Rand Paul Warns Added Jobs Are “Red Herring” as Stagflation Concerns Grow

Sen. Rand Paul (R-KY) appeared Thursday on Newsmax and said that reported improvements in the American jobs market are “sort of a red herring” in the context of Joe Biden’s claims of economic growth.

Paul said Biden failed to mention negative Gross Domestic Product (GDP) growth in the first quarter of 2022 and continues to ignore the price inflation hammering all working Americans as summer nears.

Paul said that the added jobs being reported are still, in large part, only restarts of jobs that were decimated by government shutdowns during the COVID-19 pandemic. He said that number amounts to untold “millions of jobs.”

Paul went on to say that another thing the Biden administration has been doing to pump up employment numbers to claim growth has been spurred is “printing up money.” He noted that the obvious downside to a loose fiscal policy is the rapid loss of purchasing power provided by lagging wages.

He said that if there is 3% growth, but 8 or 9% inflation, Americans are not coming out ahead; they are falling further behind. He noted a statistic he saw recently that an average family has $3,300 more cash this year than last year, but when inflation is considered, they are coming out $1,600 in the hole.

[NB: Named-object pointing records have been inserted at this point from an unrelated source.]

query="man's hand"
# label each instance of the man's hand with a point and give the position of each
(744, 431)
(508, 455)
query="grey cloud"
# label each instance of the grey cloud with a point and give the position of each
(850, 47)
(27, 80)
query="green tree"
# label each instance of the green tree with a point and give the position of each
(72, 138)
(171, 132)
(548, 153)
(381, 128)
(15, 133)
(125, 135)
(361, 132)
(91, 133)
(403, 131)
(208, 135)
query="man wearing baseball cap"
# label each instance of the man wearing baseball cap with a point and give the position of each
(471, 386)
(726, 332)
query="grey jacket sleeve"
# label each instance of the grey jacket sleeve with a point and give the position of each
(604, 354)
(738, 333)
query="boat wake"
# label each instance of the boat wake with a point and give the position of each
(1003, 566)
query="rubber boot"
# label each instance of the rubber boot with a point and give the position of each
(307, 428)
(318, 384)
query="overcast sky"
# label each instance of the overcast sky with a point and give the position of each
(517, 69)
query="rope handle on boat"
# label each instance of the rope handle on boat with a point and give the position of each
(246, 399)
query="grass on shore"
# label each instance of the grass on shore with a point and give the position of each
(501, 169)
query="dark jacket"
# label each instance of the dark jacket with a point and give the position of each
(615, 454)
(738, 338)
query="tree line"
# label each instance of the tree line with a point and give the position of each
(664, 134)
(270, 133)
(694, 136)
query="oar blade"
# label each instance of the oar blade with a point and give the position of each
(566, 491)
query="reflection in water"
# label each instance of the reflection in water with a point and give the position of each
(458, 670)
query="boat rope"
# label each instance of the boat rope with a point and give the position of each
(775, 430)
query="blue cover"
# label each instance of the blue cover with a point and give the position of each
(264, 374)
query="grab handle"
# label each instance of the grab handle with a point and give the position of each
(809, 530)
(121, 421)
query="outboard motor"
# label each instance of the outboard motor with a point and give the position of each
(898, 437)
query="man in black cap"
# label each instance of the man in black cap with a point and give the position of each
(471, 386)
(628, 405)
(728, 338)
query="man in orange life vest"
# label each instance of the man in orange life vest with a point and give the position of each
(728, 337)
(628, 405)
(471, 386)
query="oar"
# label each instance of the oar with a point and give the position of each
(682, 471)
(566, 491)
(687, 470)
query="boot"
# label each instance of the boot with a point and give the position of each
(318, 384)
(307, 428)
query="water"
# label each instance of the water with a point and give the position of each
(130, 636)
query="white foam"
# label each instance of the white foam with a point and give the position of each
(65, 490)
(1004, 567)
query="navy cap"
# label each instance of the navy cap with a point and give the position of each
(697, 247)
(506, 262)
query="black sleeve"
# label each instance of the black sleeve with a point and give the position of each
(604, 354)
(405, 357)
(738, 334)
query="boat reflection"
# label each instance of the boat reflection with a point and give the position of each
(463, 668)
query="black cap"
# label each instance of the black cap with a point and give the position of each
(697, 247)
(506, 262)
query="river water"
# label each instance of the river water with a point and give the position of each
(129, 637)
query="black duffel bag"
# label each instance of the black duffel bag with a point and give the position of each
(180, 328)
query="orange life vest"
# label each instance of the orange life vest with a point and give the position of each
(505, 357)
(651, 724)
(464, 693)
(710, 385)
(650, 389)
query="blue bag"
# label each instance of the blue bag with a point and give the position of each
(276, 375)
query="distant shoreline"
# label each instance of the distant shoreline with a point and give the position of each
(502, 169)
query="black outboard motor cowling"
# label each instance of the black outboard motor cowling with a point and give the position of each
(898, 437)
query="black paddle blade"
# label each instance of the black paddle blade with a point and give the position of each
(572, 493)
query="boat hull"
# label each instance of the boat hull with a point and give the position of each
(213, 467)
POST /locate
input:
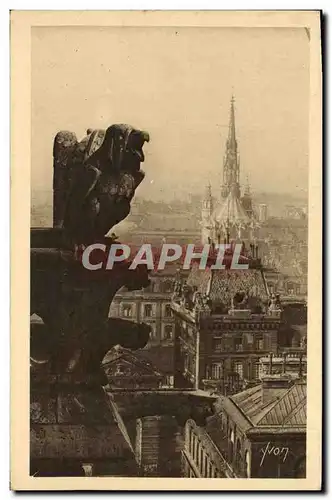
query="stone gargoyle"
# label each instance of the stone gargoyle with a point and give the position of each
(94, 183)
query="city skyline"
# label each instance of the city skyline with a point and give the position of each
(186, 110)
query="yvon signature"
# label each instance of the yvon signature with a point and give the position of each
(275, 450)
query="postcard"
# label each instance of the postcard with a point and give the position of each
(166, 228)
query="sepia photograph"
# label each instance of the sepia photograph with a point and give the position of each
(172, 308)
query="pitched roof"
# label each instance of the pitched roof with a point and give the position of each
(286, 408)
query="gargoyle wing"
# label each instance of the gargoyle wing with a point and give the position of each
(80, 214)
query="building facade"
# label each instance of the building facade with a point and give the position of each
(224, 323)
(151, 305)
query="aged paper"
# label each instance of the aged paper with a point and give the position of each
(166, 329)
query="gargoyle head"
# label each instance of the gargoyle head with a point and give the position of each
(124, 147)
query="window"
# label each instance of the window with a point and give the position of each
(168, 332)
(238, 368)
(216, 372)
(153, 332)
(127, 310)
(259, 344)
(217, 344)
(259, 370)
(168, 311)
(148, 310)
(238, 344)
(169, 380)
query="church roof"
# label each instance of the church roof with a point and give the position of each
(221, 285)
(231, 211)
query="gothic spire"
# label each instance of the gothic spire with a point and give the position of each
(231, 174)
(232, 144)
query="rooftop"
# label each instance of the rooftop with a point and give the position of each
(286, 408)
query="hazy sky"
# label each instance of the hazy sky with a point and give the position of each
(176, 83)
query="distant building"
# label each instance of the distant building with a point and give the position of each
(233, 215)
(225, 322)
(257, 433)
(151, 305)
(125, 369)
(158, 446)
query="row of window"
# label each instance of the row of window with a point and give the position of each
(236, 344)
(148, 310)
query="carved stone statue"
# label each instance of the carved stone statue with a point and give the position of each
(94, 183)
(96, 192)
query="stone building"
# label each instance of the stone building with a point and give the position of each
(151, 305)
(225, 321)
(257, 433)
(125, 369)
(230, 215)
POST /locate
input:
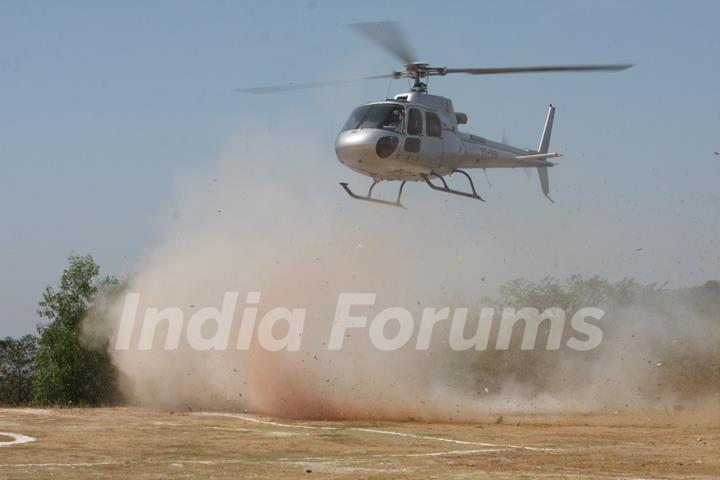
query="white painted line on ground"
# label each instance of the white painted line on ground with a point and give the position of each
(17, 439)
(371, 430)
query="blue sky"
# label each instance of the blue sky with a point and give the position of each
(105, 104)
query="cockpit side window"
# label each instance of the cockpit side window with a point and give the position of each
(433, 125)
(387, 116)
(414, 122)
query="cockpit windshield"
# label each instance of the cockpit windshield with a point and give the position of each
(387, 116)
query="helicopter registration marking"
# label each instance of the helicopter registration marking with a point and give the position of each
(487, 153)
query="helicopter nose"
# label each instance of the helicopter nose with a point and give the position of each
(365, 145)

First-quarter GDP contracted worse than originally thought as well. Weak business investment failed to offset strong consumer spending, according to a report Thursday from the Commerce Department. The second estimate of GDP for the first three months of the year from the Bureau of Economic Analysis indicated the contraction was actually 1.5% annually. That was a downward adjustment from the negative 1.4% originally reported.

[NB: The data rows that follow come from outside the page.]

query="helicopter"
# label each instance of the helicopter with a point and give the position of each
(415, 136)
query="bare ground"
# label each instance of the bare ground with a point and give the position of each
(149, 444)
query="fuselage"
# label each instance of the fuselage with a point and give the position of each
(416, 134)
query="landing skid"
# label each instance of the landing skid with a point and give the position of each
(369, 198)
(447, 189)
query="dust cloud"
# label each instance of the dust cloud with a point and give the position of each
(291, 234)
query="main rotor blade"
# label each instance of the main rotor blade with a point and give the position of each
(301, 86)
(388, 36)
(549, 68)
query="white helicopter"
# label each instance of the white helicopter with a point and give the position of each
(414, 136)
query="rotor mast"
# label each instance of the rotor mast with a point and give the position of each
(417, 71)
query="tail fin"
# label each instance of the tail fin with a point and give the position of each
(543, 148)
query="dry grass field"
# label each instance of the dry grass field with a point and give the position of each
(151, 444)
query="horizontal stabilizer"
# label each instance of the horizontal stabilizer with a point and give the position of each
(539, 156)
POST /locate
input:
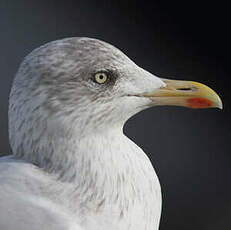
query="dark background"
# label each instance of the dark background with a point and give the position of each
(190, 149)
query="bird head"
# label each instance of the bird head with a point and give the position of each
(85, 84)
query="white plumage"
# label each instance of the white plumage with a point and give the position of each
(72, 166)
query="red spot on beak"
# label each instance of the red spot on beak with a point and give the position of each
(197, 103)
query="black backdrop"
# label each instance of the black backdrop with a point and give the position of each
(189, 148)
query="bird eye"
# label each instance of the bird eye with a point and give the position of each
(101, 77)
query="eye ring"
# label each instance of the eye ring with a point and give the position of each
(101, 77)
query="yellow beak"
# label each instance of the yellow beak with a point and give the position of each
(185, 93)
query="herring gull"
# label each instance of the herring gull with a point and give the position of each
(72, 167)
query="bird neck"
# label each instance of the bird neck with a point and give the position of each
(105, 173)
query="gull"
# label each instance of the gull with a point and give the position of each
(72, 167)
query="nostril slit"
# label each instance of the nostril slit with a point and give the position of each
(184, 89)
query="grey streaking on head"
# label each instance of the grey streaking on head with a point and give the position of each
(73, 168)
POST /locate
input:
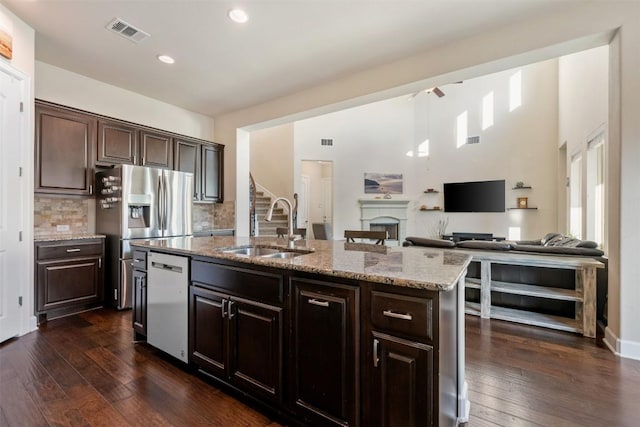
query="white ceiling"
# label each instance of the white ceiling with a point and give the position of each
(287, 45)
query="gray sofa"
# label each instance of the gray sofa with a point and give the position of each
(551, 244)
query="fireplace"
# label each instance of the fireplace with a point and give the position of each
(385, 215)
(391, 229)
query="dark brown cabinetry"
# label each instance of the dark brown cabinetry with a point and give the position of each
(187, 159)
(117, 143)
(70, 144)
(325, 352)
(401, 366)
(139, 304)
(65, 142)
(402, 393)
(212, 172)
(204, 161)
(234, 338)
(69, 276)
(156, 149)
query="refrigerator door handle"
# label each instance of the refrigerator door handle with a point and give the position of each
(159, 203)
(165, 214)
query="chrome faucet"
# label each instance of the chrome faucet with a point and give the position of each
(290, 236)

Paul said last week that many experts are now predicting that second-quarter GDP will show that the country will “be lucky if we’re at zero growth for the year.”

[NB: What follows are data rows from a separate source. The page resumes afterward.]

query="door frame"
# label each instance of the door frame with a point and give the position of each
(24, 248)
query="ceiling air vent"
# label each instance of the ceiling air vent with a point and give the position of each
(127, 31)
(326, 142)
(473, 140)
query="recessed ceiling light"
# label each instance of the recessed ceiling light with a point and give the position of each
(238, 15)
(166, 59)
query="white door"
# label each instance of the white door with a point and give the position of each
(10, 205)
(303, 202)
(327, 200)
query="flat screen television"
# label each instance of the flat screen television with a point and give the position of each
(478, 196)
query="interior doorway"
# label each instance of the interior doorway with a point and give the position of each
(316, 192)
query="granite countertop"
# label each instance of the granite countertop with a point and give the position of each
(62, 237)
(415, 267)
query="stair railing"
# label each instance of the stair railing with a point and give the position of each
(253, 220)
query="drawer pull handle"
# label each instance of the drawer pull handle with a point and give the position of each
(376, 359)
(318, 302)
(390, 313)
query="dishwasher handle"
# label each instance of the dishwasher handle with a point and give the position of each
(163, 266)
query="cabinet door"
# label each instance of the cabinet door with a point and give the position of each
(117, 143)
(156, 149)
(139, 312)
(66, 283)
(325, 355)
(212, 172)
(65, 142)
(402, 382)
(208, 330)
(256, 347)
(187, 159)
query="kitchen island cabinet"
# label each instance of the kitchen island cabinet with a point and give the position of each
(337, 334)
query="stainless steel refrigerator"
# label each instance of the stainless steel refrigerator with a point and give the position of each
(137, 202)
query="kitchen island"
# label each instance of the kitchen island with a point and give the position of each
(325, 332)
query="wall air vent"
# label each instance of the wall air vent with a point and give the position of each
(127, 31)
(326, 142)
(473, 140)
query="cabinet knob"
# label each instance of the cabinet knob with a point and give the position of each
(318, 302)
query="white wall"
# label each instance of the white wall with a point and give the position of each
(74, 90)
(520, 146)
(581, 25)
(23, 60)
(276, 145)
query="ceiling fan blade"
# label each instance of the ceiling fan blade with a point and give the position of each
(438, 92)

Thursday reporting also indicated that the Consumer Price Index rose in May by 8.6% on an annual basis over a year ago. That is the highest such increase in inflation since December 1981. Core inflation, which excludes food and energy costs, rose 6%.

According to AAA, the national average price for a gallon of regular gas on Saturday reached another all-time record high of $5.004. That is up from $4.40 one month ago and $3.08 one year ago.